Cipollone’s testimony upended that last hearing
If the last hearing seemed a bit disjointed with half the hearing about the crazy meeting with the Kraken lady, the QAnon General and the Overstock guy and the rest devoted to the extremists, it’s because the late Cipollone testimony had to be added at the last minute so they left out some of the extremist stuff:
The House committee investigating the Jan. 6, 2021, attack on the Capitol scrambled to add new testimony from White House counsel Pat Cipollone to its latest hearing on Tuesday, and in the process bumped aside evidence about former President Trump’s ties to violent extremist groups.
Chairman Bennie Thompson (D-Miss.) acknowledged the shift on Wednesday, saying the panel wanted to highlight testimony from a hard-won witness after Cipollone sat down for a formal deposition on Friday under subpoena. Left on the cutting room floor was evidence tying some of Trump’s closest allies to some of the prominent right-wing groups on the front lines of the Capitol insurrection.
“It was in the original script, but we pulled some back just because of the timing,” Thompson said in response to a question from The Hill about ties between Trump World and groups like the Proud Boys and the Oath Keepers.
“The Cipollone deposition was important. And obviously, it’s just a choice we had to make.”
Cipollone delivered a damaging assessment of Trump’s final weeks in office, confirming that he and other legal advisers had determined Trump had lost the election, exhausted his avenues to contest the result and should have conceded defeat instead of pressing his vice president, Mike Pence, to block the electoral count.
But the last-minute adjustment to feature Cipollone came at a cost, leaving unexplored some of the very ties the committee had previously revealed — and promised to explore in greater depth — between Trump and the extremists.
Left unmentioned, for instance, was a Jan. 5 request from Trump to have chief of staff Mark Meadows contact two informal advisors, Roger Stone and Michael Flynn, who both used extremist groups as security details.
The panel also excluded any mention of the so-called war room at the Willard Hotel near the White House, where leading Trump allies — including his personal lawyer Rudy Giuliani — had huddled to devise strategy ahead of Jan. 6. At least one member of an extremist group, the 1st Amendment Praetorian, was reportedly among them.
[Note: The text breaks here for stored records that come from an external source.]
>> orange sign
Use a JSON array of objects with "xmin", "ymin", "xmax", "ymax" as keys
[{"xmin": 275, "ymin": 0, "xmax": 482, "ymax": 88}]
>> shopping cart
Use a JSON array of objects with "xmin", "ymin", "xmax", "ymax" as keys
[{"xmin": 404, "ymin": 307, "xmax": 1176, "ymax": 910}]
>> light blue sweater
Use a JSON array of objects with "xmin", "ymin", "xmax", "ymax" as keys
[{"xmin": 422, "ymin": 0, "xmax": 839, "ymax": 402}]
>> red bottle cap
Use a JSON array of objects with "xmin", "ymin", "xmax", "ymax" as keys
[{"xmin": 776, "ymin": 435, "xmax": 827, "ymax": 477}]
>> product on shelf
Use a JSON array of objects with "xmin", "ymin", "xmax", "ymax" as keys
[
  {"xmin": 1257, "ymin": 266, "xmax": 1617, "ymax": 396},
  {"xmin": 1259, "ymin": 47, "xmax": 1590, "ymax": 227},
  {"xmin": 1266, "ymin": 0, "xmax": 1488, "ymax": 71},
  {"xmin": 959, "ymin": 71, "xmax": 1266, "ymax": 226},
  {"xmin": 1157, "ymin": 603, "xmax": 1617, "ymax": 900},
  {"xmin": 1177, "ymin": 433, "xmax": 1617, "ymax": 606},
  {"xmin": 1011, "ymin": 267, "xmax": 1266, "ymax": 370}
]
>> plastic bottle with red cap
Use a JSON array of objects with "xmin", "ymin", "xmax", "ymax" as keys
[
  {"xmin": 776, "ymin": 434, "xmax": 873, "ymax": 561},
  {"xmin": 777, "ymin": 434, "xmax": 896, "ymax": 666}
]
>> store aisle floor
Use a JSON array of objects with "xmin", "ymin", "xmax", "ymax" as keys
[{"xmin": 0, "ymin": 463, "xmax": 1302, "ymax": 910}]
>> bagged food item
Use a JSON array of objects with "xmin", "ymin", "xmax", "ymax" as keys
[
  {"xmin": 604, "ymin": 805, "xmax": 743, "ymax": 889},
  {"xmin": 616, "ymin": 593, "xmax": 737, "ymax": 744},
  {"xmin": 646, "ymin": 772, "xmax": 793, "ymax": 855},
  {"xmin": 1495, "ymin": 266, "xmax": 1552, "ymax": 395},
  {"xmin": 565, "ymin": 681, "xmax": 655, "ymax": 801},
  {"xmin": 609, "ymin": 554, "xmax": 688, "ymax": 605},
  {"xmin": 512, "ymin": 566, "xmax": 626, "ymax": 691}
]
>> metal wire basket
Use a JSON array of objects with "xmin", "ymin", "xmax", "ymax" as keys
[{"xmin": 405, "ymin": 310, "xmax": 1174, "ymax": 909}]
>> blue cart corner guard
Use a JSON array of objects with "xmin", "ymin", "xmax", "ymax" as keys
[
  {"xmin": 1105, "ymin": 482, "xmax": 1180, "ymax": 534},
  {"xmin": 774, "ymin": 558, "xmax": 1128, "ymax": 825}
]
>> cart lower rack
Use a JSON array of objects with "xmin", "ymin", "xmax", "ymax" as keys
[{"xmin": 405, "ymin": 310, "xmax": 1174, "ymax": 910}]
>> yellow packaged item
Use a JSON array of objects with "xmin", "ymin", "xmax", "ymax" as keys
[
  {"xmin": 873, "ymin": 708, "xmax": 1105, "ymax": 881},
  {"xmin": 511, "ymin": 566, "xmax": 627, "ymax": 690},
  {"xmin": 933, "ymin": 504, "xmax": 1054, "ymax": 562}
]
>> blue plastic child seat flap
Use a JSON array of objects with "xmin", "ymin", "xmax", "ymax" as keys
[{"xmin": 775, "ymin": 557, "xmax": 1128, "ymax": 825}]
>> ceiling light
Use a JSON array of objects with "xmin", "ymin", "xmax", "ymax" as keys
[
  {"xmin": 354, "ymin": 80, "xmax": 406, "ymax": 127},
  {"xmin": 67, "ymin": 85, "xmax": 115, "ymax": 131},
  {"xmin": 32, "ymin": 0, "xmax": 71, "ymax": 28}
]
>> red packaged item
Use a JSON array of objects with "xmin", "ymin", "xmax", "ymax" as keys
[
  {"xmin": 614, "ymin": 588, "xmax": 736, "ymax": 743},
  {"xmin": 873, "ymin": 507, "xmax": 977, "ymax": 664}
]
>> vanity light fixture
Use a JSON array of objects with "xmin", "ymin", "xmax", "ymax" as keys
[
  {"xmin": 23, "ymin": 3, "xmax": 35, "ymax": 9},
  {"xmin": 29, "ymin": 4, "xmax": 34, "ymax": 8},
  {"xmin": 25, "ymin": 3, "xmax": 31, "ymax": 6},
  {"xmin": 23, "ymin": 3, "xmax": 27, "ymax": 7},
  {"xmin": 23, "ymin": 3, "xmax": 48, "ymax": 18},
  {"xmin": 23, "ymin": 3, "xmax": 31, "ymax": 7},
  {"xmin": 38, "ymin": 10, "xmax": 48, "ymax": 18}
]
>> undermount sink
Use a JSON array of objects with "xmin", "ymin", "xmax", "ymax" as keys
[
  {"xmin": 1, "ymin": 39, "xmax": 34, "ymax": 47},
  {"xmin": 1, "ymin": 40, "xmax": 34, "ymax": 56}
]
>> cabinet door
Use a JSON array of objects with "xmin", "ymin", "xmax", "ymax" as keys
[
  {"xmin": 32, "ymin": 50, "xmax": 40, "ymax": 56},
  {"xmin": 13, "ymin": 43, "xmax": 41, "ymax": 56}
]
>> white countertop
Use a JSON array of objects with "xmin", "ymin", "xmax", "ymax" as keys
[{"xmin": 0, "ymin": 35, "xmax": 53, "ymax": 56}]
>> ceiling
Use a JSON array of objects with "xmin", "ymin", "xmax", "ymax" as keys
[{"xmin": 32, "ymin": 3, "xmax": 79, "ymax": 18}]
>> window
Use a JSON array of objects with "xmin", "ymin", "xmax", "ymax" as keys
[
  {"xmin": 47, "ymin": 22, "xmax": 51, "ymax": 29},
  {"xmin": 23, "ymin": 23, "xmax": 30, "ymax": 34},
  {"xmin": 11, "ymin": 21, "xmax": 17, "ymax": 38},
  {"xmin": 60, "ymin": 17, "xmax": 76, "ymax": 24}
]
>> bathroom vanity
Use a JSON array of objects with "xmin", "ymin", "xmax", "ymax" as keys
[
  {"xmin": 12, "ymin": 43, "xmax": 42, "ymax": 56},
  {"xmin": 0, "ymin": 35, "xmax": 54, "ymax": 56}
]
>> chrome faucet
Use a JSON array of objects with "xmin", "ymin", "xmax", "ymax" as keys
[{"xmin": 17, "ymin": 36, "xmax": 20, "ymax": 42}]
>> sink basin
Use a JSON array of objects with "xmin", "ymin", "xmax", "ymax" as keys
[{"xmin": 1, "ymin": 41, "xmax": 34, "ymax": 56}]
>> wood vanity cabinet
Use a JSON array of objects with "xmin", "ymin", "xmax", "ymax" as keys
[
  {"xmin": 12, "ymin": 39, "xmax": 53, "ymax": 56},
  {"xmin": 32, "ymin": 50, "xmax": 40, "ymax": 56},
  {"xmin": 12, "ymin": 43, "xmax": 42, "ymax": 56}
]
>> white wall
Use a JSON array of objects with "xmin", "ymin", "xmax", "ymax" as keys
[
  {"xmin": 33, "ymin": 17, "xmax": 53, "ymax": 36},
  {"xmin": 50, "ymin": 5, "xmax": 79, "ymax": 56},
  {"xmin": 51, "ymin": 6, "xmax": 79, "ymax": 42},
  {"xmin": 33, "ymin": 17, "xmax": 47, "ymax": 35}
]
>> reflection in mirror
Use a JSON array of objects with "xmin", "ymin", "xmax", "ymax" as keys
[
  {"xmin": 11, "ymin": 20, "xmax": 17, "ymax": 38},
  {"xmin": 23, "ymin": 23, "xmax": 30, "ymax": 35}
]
Yet the extremist groups played a relatively minor role in Tuesday’s hearing, when the panel leaned on Cipollone’s fresh testimony to demonstrate a broader idea: that Trump drove the effort to overturn the election in defiance of his own White House counsel.
To advance that idea, the select committee cobbled together seemingly disparate themes: an “unhinged” meeting at the White House; secretive plans to make Trump’s call to march to the Capitol appear unexpected; and analysis of a tweet that mobilized extremist groups to show up armed in Washington on Jan. 6.
But the undercurrent was the committee’s push to show Trump’s willing engagement each step of the way, even as they fell short of expectations that they might establish a more direct link between the White House and violent extremists. Some outside legal experts noticed the void.
“I think the committee advanced the ball in terms of providing some new information, but it’s very clear that there are gaps in what their investigation has found with regard to potential conspiracy or Trump’s direct links to the militia groups and other extremists,” said Ryan Goodman, co-director of the Reiss Center on Law and Security at the New York University School of Law.
I don’t know why they couldn’t have gone on a bit longer. I think we could handle it. But apparently they are planning for more hearings going into the fall so maybe they’ll fill in that gap. It’s also possible that they think/know that the DOJ is coming at that through their January 6th seditious conspiracy cases. Either way, I hope the government doesn’t completely drop the ball on that one. Roger Stone, Michael Flynn, Steve Bannon and others in that group were on the horn with Trump in the days leading up to the 6th and they were in contact with the violent extremists. They can’t just drop that ball.